3D glasses and CPU cycle counting

Monday, 7th April 2008

I reintroduced joystick support to the emulator front-end over the weekend, using a much more sensible input manager. The control editor form uses the same interface design for keyboard and joysticks - you click the button you wish to edit, it appears pressed, you press the key (or joystick button) you wish to bind to it and it pops back out again. It'll also check to see if you've moved the joystick in a particular direction on any of its reported axes.

Another feature I added was better support for games that used the 3D glasses, using a simple red-cyan anaglyph output blender.

MazeHunter3D.png    PoseidonWars3D.png

BladeEagle3D.png    SpaceHarrier3D.png

If the memory address range that the glasses respond to has been written to within the last three frames, it switches to the blending mode.
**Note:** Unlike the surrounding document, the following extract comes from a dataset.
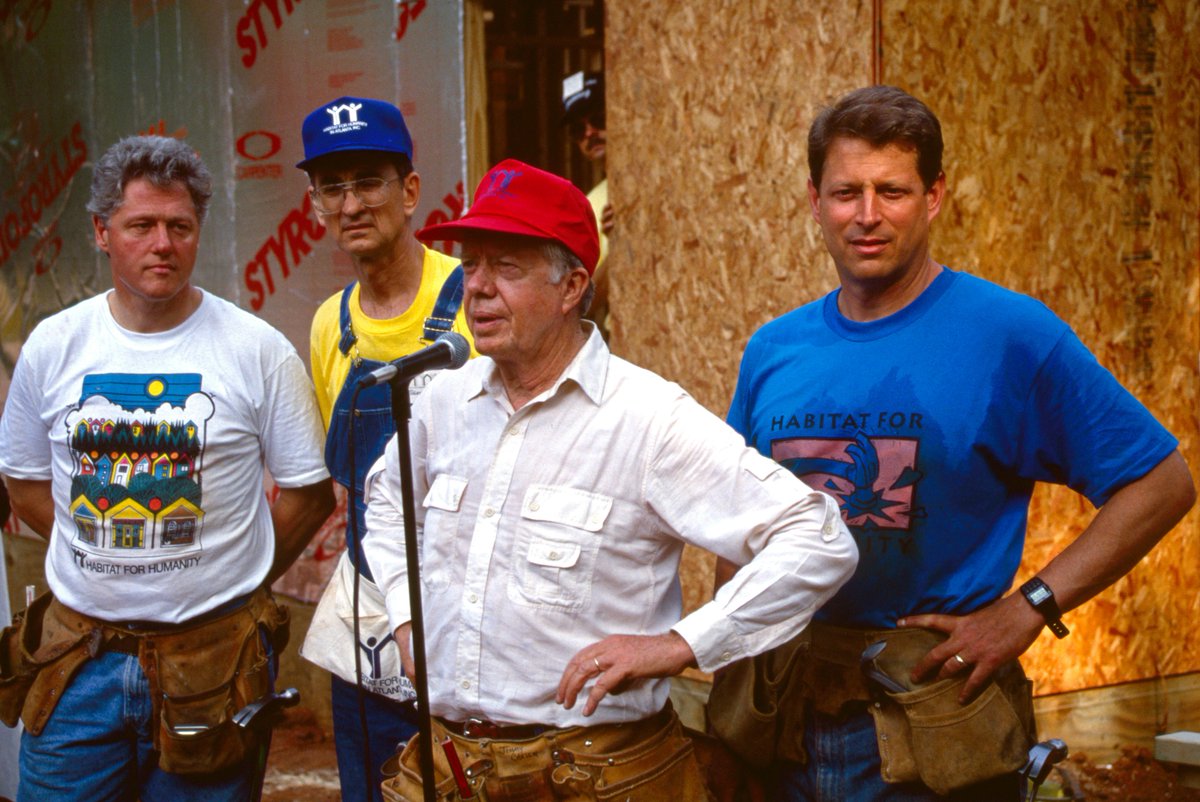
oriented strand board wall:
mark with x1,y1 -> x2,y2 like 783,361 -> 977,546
881,0 -> 1200,693
606,0 -> 1200,693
Irritatingly, with one glaring bug fix I managed to lower overall compatibility. Some instructions weren't being timed correctly (or at all) meaning that the emulator was executing too many instructions for the number of clock cycles it was asked to run. During the time each video scanline is run, 228 CPU cycles are executed. Upping this to 248 cycles (just for experimentation) fixes all known bugs - including the long-standing flickering pixels at the top of the screen in Cosmic Spacehead and display corruption in GP Rider. (However, digitised speech plays at a noticably higher pitch).

I'm not entirely sure why this is - it could be that some instructions are claiming to take too long, it could be yet another interrupt problem. To call this mildly frustrating is a bit of an understatement!